“Yellow vest” protesters pay tribute at the Communards’ Wall in Paris

Tens of thousands took part in “yellow vest” protests across France on Saturday, the 28th successive week of demonstrations against the government of President Emmanuel Macron, its policies of austerity, and the growth of poverty, unemployment and social inequality.

The “Yellow Number” Facebook page, which provides a more accurate count of the number of demonstrators than the government and includes small protests, reported that approximately 40,000 people demonstrated, including in every major city, and approximately the same number as the previous week. The interior ministry reported a vastly underestimated figure of just over 12,000.

Several thousand demonstrated in Toulouse, Amiens and Paris and were once again met with violent police repression. In Toulouse, police utilized water cannon and teargas to disperse peaceful protests that had taken place for the entire afternoon. In Paris alone, the police prefect reported 64 arrests and more than 5,000 stops and searches.

A highly significant political event took place in Paris, where around 1,000 people gathered in the morning outside the Père Lachaise Cemetery and marched through the cemetery to the Communards’ Wall. The site honors the massacre of tens of thousands of workers and their families in the bloody suppression of the Paris Commune 148 years ago, in 1871. On May 28, 147 fédérés were lined up against the wall, shot and thrown into a mass grave at the foot of the wall.

Over 100 people sang the Internationale, the song of international workers’ solidarity, at the wall.

“It is the same demands as those of the Commune,” Martine, a social worker, told reporters for the World Socialist Web Site. “A revolution, that’s the situation we’re being pushed into. In the end we are not being listened to and as soon as we say that things are not okay, they gas us and they kettle us. At the Commune, they shot them, and we have not yet arrived at that point. But the rubber bullets are still arms being used against us. So they are pushing us to a revolution.”

From the outset of the “yellow vest” protests, they have been slandered as right-wing and even fascistic by trade union executives like the CGT’s Phillippe Martinez, whose own collaboration with the employers and suppression of working-class resistance for decades has facilitated the transfer of wealth to the rich and immiseration of broad sections of the population. Yet this event underscores the basic fact that the “yellow vest” protests are animated by left-wing opposition to social inequality and points to the deeply embedded traditions of socialism in the working class.

Marie, a social worker from Nanterre in the northern suburbs of Paris, told WSWS reporters that she started attending the “yellow vest” protests because “it is years now that we cannot make it on our salaries. That’s why I came, to try to change things. The handicapped, the elderly, are not respected either. So I am here for them because they cannot protest.

“They have no dignity.
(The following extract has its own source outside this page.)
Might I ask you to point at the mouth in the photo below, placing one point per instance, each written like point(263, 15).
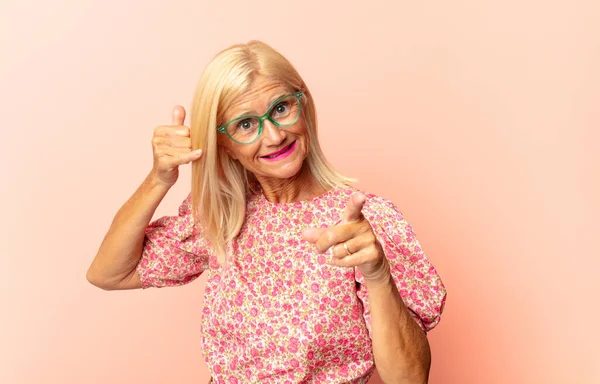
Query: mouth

I always see today elderly people eating from the bin. I see people who have worked their entire lives and who now cannot make it in retirement. It is completely perverse. Nothing changes, no matter who is in government, who is the president. When the president retires and the other officials, they will have payments and their salary for the rest of their lives. That is money that could be used for social services. That’s why I became a Yellow Vest.”

Marie has worked for 20 years as a carer, and over this time “there has been always a reduction in the amount of time we can spend with patients, more and more people to see. Today there are 13 patients in a room with three of us, and if someone is sick they are not replaced.” She earns €1,300 per month and noted that “in Paris, that is difficult, and is nothing when you are working until 10 p.m. and on the weekends.”

“We have the usual unions,” she said, including both the General Confederation of Labor and the Workers Force, “but I don’t believe in them. They are not necessarily for us. They’re not representative and don’t fight for us.” The response of the Macron government to the protests showed that “already today we are in a dictatorship. There has not been a protest movement that has been so brutally suppressed as has the ‘yellow vests.’ Teargas, rubber bullets, flash bang grenades, water cannon. It disturbs the government that we are here, that we are expressing a completely legitimate social discontent in a peaceful way.”

“We are the ones who make the workplaces work,” she said, “and that is what Marx said.”

Antoine, a young worker from Mayenne, told our reporters that the issues the “yellow vests” were fighting were problems that “affect Europe and even the entire world. It’s poverty everywhere and it is the fruit of capitalism. As long as it exists, there will be people who will be declassed. We are fighting for everyone.”

Antoine knew of the persecution of WikiLeaks journalist Julian Assange and said he thought he was a hero. “For me, that is a big word. But he is a hero, because he revealed all the atrocities committed in Iraq by the American government. And what has happened to him? He has been imprisoned. And it is seven years that he has been locked up in a room of the embassy. He has not even been granted asylum. He should have been given asylum in another country. He does not deserve prison. He has done his duty as a citizen.”

The wars that Assange helped to expose were “not for nothing,” Antoine said. “I think that behind them there were interests in oil. … They don’t care that there will be wars, famines and everything. They only think of their interests. What’s more, they don’t tell us everything. For example, there was the sale of arms to Saudi Arabia by France that was proven by journalists. And now what is done? They are threatened with being put in prison and fined because they revealed what is happening.”